In making this argument, I think Stephen is showing the difference as well between what we might call “God’s metaphysic” [my term] vs the “classical metaphysics” of Aristotle and Aquinas. Because in truth, “God’s metaphysic”, however that is characterized, is based on that which is given in his own special revelation, and not from the cobbled-together thoughts of human philosophers over time.
The principle is evident in what follows:
Many Protestants who want to reject modernity by returning to “classical metaphysics” naturally also seek to return to medieval liturgy and ceremonies, such as the observance of Ash Wednesday and other traditional ceremonies and rites. It is only natural that when seeking a return to a certain way of being in the world one would also return to liturgical practices of that time. However, we must think this through.
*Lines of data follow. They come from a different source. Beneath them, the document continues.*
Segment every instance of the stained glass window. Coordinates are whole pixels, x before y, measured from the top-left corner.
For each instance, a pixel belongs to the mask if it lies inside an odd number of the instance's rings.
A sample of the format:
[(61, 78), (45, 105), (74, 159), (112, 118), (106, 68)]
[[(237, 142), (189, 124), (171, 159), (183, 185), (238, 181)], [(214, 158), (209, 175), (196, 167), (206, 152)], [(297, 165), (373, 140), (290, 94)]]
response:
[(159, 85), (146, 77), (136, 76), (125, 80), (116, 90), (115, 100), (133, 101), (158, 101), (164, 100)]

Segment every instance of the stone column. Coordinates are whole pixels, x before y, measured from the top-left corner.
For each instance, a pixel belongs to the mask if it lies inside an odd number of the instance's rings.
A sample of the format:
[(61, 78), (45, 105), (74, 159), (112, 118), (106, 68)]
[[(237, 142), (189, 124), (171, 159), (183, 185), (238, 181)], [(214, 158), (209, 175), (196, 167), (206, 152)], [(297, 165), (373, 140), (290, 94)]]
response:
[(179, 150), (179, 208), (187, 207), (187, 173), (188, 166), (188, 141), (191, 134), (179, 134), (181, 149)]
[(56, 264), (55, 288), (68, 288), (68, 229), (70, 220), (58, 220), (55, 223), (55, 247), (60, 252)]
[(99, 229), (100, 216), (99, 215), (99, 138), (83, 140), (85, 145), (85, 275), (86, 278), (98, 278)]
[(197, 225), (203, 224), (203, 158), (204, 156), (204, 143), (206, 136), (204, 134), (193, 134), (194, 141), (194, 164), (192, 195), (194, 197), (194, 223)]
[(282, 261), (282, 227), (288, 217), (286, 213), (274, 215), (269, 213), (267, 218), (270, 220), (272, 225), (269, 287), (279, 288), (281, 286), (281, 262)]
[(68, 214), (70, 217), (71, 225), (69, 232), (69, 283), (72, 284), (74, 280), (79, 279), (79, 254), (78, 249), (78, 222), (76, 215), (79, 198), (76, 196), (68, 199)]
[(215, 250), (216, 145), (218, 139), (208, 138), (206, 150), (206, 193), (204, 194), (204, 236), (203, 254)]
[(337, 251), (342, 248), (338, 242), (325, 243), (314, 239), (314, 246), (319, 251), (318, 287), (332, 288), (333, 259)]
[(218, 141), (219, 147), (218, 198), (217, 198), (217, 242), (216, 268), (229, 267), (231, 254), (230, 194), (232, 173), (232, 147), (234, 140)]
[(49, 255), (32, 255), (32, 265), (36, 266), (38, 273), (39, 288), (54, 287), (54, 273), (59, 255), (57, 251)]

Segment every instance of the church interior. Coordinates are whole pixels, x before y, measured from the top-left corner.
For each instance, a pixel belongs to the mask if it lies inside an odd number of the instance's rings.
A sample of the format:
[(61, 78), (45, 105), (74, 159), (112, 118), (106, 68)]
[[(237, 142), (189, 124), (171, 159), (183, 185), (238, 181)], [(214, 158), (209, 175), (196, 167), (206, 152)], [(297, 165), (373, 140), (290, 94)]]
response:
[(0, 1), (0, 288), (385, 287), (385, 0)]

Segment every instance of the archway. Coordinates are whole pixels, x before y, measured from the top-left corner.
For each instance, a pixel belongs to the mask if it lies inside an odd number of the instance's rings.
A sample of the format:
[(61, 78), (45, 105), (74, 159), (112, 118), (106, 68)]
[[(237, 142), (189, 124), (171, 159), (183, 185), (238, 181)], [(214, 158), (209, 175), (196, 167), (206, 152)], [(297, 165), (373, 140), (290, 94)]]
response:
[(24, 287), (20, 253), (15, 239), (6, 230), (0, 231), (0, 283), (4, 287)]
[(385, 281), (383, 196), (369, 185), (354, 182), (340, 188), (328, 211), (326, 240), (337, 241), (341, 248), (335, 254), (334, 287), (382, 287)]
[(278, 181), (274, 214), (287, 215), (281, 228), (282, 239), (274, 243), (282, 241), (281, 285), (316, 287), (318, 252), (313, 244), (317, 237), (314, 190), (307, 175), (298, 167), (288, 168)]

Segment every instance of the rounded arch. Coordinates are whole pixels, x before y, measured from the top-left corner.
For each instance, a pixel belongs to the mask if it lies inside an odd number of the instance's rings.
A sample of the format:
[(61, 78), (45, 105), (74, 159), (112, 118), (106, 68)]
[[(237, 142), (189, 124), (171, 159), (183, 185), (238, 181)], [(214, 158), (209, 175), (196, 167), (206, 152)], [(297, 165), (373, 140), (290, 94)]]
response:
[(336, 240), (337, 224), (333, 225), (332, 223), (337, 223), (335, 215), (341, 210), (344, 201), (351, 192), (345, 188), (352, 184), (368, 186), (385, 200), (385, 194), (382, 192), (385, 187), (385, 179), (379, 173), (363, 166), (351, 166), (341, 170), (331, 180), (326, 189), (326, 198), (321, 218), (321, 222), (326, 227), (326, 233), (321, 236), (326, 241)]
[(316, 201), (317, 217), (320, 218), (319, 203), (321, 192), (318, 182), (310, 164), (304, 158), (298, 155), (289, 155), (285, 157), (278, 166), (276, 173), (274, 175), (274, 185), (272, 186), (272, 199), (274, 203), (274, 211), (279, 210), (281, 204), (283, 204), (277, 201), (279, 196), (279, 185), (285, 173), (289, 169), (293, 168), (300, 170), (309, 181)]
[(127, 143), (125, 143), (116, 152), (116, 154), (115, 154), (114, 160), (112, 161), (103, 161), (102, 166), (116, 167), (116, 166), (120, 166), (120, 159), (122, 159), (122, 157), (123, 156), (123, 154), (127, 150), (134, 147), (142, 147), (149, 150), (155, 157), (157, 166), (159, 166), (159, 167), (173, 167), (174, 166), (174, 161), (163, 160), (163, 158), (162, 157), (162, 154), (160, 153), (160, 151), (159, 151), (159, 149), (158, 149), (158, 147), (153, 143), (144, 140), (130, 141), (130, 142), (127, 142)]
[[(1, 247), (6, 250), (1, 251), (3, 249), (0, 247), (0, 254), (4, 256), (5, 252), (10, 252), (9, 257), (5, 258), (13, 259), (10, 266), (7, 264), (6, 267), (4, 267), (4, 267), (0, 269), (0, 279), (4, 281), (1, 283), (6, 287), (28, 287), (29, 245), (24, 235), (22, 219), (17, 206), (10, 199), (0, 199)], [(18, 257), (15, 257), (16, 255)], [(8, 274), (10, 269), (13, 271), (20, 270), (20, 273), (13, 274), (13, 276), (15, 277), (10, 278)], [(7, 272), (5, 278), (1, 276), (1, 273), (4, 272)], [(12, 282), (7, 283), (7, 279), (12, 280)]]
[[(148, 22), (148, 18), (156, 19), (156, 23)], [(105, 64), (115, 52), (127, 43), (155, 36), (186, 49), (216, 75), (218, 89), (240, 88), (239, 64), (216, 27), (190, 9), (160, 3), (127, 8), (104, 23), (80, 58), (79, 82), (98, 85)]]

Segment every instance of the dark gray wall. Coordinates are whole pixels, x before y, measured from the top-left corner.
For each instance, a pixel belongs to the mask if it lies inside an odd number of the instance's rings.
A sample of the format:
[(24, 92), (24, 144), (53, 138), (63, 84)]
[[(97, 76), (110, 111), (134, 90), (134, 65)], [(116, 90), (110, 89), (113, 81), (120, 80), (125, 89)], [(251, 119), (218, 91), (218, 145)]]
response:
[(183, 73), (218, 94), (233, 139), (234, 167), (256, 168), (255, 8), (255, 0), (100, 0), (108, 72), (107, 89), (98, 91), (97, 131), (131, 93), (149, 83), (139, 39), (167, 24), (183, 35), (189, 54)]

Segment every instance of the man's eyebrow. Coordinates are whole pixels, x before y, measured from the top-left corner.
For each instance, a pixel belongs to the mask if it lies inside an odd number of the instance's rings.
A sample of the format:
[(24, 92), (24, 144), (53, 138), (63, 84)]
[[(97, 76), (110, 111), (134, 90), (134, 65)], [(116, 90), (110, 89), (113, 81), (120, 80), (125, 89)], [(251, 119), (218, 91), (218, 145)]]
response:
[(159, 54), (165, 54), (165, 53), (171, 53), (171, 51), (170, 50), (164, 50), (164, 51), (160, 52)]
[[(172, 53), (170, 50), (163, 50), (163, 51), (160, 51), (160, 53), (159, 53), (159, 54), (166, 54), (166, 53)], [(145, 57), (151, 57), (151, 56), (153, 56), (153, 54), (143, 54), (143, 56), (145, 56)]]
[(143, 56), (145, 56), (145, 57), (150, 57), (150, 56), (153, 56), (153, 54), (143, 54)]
Rejecting modernity involves realizing that one dwells in a meaningful world, one in which meaning is not solely a subjective operation. Meaning is neither subject-originating, nor solely subject-dependent. And we must keep in mind that the medievals thought that their liturgy had originated from the apostolic era and, for this reason, was divinely instituted. It was not, to their minds, something created, of development, and often from a fusion of diverse practices.
As Notre Dame professor of liturgy and [a] Roman Catholic, Paul Bradshaw stated:
We know much, much less about the liturgical practices of the first three centuries of Christianity than we once thought we did. A great deal more is shrouded in the mists of time than we formerly imagined and many of our previous confident assertions about ‘what the early Church did’ now seem more like wishful thinking or the unconscious projections back into ancient times of later practices.
What we do know about patterns of worship in that primitive period points towards considerable variety more often than towards rigid uniformity. Nowadays, when we talk about ‘what the early Church did’, we need to specify where the practice in question is encountered (Syria, Egypt, North Africa, Rome, or some other region) and when (first second, third, or fourth century, for each of these might be very different indeed from one another), and whether it is the only form found in that place at that time, for variant traditions could have coexisted alongside each other.
There is no historical liturgy; there are, rather, liturgies. Tradition alone cannot provide us the liturgy instituted by the apostles. So if even we are to return to the medieval liturgy, we cannot return with the mindset of a medieval, namely that they are rooted in the apostolic faith and thereby have their authenticity and sanction by God. With our current knowledge (which is far greater than any period in Christian history), we can only make these various ceremonies and rites meaningful solely through subject-dependence—through our intention in the act.
Put differently, we must name it worship for it to be worship. And though these ceremonies and rites did not originate with us in this time, we still participate collectively, across time, in the origination of them, since we have no reason to think that they originated through divine institution. Hence, by participating in these ceremonies and rites, we collectively originate them and solely determine their meaning. One must assume a modern perspective on meaning to return to medieval liturgy…
There are some events in which the subject is an essential part of the event’s meaning. This we can call an irreducibly complex event. For example, the preaching of the Word is a divine event at which God speaks by means of it and communicates his promises to the attentive listener. What makes it meaningful is divine action in both the speaking and the enablement of hearing his voice. It requires, then, God as speaker and man as listener…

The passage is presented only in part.